Defence Therapeutics Inc. announced the start of its GLP studies on a new intranasal AccuTOXTM formulation. This milestone is crucial to initiate a Phase I trial for this drug in the context of lung cancer. The AccuTOXTM molecule can eradicate cancer cells via different mechanisms including the initiation of immunogenic cells death, endoplasmic reticulum stress and by causing direct damages to DNA.

When tested in three different animal models of solid tumors (lymphoma, melanoma and breast), the compound-controlled tumor growth and synergized with different commercially-used immune- checkpoints (anti-PD-1, anti-CTLA4 and anti-CD47). Building upon this success, Defence designed a new non-invasive formulation allowing the drug to be delivered intranasally to reach lung-established tumors. Lung cancer is the deadliest cancer worldwide, accounting for 1.79 million deaths in 2020.

For that purpose, a series of maximum tolerated dose (MTD) studies were conducted to identify the best regimen for intranasal AccuTOXTM delivery. These studies showed that AccuTOXTM is well tolerated up to 3 mg/kg (5-6 times lower than the injectable dose) and could be delivered up to 6 times over a period of 2 weeks. The translation of this dosing regimen to mice with lung cancer decreased by over 50% the number of cancer nodules when delivered as a combo with the anti-PD1 immune-checkpoint inhibitor.
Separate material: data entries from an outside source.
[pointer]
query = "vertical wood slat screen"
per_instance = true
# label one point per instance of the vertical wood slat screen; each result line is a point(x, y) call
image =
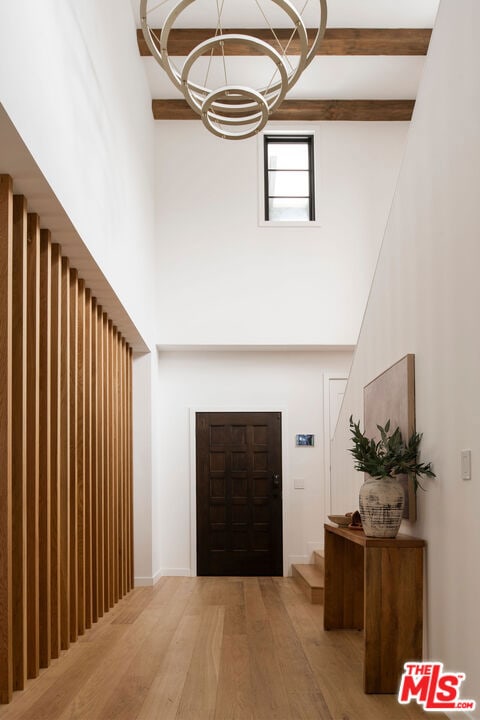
point(65, 451)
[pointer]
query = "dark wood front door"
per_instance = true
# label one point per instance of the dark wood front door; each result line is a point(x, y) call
point(239, 493)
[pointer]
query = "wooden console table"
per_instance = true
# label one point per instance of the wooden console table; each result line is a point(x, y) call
point(376, 585)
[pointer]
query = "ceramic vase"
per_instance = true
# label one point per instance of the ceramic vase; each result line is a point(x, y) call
point(381, 506)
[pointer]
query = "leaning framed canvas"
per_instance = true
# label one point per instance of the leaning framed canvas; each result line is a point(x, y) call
point(391, 396)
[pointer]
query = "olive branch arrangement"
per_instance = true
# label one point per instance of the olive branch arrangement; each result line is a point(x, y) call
point(390, 456)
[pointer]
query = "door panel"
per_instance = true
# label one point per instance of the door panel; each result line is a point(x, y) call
point(239, 494)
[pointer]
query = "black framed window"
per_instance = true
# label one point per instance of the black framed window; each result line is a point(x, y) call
point(289, 178)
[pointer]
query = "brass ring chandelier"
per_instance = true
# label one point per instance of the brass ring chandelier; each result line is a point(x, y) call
point(230, 109)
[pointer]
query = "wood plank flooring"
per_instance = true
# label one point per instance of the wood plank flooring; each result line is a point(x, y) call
point(209, 649)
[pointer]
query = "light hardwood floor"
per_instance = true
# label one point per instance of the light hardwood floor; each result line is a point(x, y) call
point(209, 649)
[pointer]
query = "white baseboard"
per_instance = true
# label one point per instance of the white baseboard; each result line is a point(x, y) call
point(164, 572)
point(296, 560)
point(143, 582)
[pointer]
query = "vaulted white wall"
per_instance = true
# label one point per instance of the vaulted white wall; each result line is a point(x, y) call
point(424, 300)
point(223, 279)
point(73, 84)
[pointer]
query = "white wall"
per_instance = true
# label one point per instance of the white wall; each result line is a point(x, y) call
point(425, 299)
point(223, 279)
point(73, 83)
point(291, 382)
point(142, 468)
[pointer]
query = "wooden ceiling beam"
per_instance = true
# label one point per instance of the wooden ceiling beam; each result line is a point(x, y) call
point(337, 41)
point(306, 110)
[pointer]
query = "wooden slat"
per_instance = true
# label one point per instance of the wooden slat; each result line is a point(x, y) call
point(81, 456)
point(33, 360)
point(65, 415)
point(106, 463)
point(73, 352)
point(306, 110)
point(123, 388)
point(6, 260)
point(94, 459)
point(115, 462)
point(100, 467)
point(44, 567)
point(55, 446)
point(19, 442)
point(336, 41)
point(87, 446)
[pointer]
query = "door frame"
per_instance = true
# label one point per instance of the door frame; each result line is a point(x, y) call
point(327, 377)
point(193, 471)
The next step is now to test the safety and the tolerability of the intranasal Defence's AccuTOXTM formulation in a series of GLP tox studies prior to its therapeutic use on patients in clinical trial. Defence signed a service agreement with Adgyl Life Sciences, a leading Good Laboratory Practice Drug Development and Toxicology Contract Research Organization, to test its intranasal AccuTOXTM formulation using a medical spray device. The studies will be conduct in both rats and dogs.

More specifically, Defence intends to: i) assess the eye irritation potential of AccuTOXTM using reconstructed human cornea-like epithelium, ii) evaluate the skin corrosion potential of AccuTOXTM, iii) determine the plasma PK and bioavailability of AccuTOXTM following a single dose intranasal administration in rats and dogs, iv) determine the toxicity potential and kinetics of AccuTOXTM when administered on alternate days for 7 days (Days 1, 3, 5 and 7) as intranasal drops or intranasal spray (using a spray device) in rats and dogs, and finally v) evaluate multiple parameters such as food consumption, body weight, hematological parameters and histopathology in rats and dogs.